BT has won further rural broadband contracts in Oxfordshire and Worcestershire.
Oxfordshire County Council is paying BT £10 million to start a two-and-a half-year programme to bring better broadband to thousands more homes and businesses in the county.
The government is also putting in £4 million to fund the scheme, as part of the £500 million-plus it is spending on its rural broadband programme UK-wide.
The aim in Oxfordshire is to give at least 90 percent of premises fibre broadband speeds of 24mbps and above by the end of 2015.
Councillor Nick Carter, Oxfordshire County Council cabinet member for business and customer services, said: “Broadband is now seen almost as a utility like water or electricity, yet there are still areas where access is non-existent or far too slow. However, everyone in the project area will soon benefit from this major investment."
The Better Broadband for Oxfordshire programme will make fibre broadband available to more than 64,000 homes and businesses across the county by its completion.

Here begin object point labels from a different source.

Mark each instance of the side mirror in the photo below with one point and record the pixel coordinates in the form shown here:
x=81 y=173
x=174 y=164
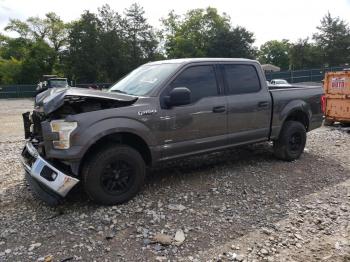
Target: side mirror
x=178 y=96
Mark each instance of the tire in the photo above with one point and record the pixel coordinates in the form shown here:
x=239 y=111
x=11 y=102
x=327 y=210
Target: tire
x=328 y=122
x=113 y=175
x=291 y=141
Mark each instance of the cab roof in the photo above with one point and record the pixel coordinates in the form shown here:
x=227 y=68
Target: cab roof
x=197 y=60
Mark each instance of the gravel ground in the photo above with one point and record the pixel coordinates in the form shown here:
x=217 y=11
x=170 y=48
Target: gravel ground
x=237 y=205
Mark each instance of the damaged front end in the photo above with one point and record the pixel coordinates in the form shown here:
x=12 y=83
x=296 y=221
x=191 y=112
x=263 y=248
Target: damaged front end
x=47 y=128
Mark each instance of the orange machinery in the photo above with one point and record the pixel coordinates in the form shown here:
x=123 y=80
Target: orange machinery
x=337 y=97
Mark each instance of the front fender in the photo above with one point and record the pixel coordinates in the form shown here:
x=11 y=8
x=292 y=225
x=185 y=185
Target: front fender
x=86 y=135
x=89 y=135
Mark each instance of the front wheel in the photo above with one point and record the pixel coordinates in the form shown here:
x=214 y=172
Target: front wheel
x=113 y=175
x=291 y=141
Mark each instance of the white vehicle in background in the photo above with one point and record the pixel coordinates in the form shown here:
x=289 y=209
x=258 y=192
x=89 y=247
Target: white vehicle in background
x=279 y=82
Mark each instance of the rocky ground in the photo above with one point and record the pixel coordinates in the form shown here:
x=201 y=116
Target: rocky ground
x=237 y=205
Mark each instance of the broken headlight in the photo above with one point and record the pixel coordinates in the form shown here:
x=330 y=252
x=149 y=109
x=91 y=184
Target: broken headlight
x=64 y=129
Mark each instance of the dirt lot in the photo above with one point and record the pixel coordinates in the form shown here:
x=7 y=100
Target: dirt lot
x=238 y=205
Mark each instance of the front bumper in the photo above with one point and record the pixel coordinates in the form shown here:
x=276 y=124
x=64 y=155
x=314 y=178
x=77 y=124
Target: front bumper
x=45 y=173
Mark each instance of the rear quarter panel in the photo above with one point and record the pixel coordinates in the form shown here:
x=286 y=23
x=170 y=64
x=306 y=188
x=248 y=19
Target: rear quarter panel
x=288 y=100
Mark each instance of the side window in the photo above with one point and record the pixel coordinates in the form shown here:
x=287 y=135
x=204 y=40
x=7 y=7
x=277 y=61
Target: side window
x=241 y=79
x=200 y=80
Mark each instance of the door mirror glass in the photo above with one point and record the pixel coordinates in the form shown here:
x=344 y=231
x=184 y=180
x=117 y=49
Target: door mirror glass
x=178 y=96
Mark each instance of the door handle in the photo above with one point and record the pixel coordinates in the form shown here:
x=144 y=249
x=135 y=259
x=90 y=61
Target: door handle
x=263 y=104
x=219 y=109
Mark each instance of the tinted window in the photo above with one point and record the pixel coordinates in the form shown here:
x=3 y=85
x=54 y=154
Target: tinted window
x=241 y=79
x=200 y=80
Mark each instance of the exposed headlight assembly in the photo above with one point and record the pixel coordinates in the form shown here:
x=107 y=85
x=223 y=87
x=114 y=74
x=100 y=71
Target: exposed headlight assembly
x=64 y=129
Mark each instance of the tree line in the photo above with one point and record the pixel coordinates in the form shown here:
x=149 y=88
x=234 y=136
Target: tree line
x=104 y=46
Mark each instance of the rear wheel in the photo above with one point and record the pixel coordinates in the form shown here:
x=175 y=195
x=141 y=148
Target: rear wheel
x=328 y=122
x=114 y=175
x=291 y=142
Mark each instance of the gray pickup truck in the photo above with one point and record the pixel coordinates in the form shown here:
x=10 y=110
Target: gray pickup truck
x=161 y=111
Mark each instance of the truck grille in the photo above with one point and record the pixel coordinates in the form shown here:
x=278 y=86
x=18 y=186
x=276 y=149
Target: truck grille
x=32 y=125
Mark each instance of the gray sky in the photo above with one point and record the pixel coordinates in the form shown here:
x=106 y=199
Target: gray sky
x=268 y=19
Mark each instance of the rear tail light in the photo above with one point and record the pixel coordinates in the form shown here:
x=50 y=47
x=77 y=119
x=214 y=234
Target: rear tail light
x=323 y=103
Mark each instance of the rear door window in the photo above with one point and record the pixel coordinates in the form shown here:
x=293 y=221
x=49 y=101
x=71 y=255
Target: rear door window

With the other contract, Worcestershire County Council is paying BT up to £8.5 million, with an additional £3.35 million coming from the government to help make sure at least 90 percent of the county's premises can get fibre broadband.
Councillor Simon Geraghty, Worcestershire County Council’s deputy leader and cabinet member for economy, skills and infrastructure, said: “This investment is vital to our county’s future economy, as increased broadband speeds will support and boost the competitiveness of our local businesses, keep skills and job prospects local and provide yet another reason for businesses to come to Worcestershire."
Last month the parliamentary Public Accounts Committee slammed the rural broadband programme, claiming BT was not being clear enough about the charges it was levying councils to deliver it.